Because of their apparent rapid rate of evolution (Brown et al. 2002), protein sequences of disordered regions are difficult to
align accurately, particularly at long evolutionary distances, which limits the power of
classical comparative molecular evolutionary approaches to study these regions. Here, we
take advantage of population genomics data to circumvent potential alignment issues to
confirm the previous observations, and quantify rates of polymorphism and test for
evidence of selection based on site frequency spectra (SFSs). Using single nucleotide
polymorphisms (SNPs) from human and yeast populations, and polarized distribution of
fitness effect (DFE) analyses, we validate previous reports that amino acid replacements
are under negative selection in yeast and humans, although disordered regions appear to
be under moderately weaker constraints of selection compared with folding protein
regions. We also find up to an order of magnitude increase in the rate of
nonframeshifting insertion–deletion (indel) polymorphism in disordered regions,
which approaches the rate in noncoding DNA or pseudogenes. We identify examples of large
indels in disordered regions segregating in the human population. Our findings also
suggest that nonframeshifting indels in disordered regions are largely neutral.
Materials and Methods
Predictions of Disordered Regions and Pfam Domains
Protein coding regions for yeast were obtained from SGD (Cherry et al. 2012) and for human from Ensembl (v62; Flicek et al. 2013). For human proteins,
the longest splice form was used. Disordered regions were predicted using DISOPRED v3
(Jones and Cozzetto 2015) with
default settings using the UniRef90 database (http://www.uniprot.org/help/,
last accessed May 14, 2010; UniProt Consortium
2014) that had been filtered for repetitive regions, although we also
performed the analysis using DISOPRED v2 (Ward
et al 2004) and found similar results. For yeast, 28,560 disordered regions
were predicted, and for human, 409,044 disordered regions were predicted in all
protein isoforms (multiple transcripts per gene). Pfam domains were predicted by
running HMMer 3.0 (http://hmmer.janelia.org/, last accessed May 14, 2010; Finn et al. 2011) (using default settings)
on PFAM v.24 (ftp://ftp.ebi.ac.uk/pub/databases/Pfam/releases/Pfam24.0/relnotes.txt,
last accessed February 22, 2010; Finn et al.

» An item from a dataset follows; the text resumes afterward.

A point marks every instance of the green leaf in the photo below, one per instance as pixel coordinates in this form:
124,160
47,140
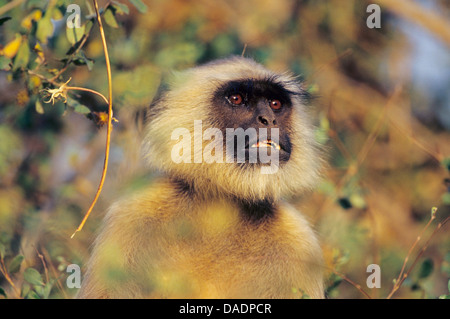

2008) on the yeast and human proteomes with the E-value of
0.001 as threshold. For both yeast and human, Pfam domains were required to have at
least ten occurrences in the proteome, to ensure that they were likely to be
independently folding domains, and not highly conserved entire proteins. This left
3,258 (of 8,482) domains in yeast and 27,264 (of 36,561) domains in human. We also
excluded from the analysis polymorphisms in Pfam domains that were predicted to be
disordered, as Pfam domains have been reported to contain disordered regions (Williams et al. 2013).
Determination of Pa/Ps
Ratios
A total of 99,656 protein coding yeast SNPs were obtained from SGRP (Bergstrom et al. 2014) and 427,282 human
SNPs were obtained from the 1000 Genomes Project (1000 Genomes Project Consortium 2012) website from the
phase 1 Release v3, which is based on the GENCODE v7 (Derrien et al. 2012) annotations of genes and pseudogenes.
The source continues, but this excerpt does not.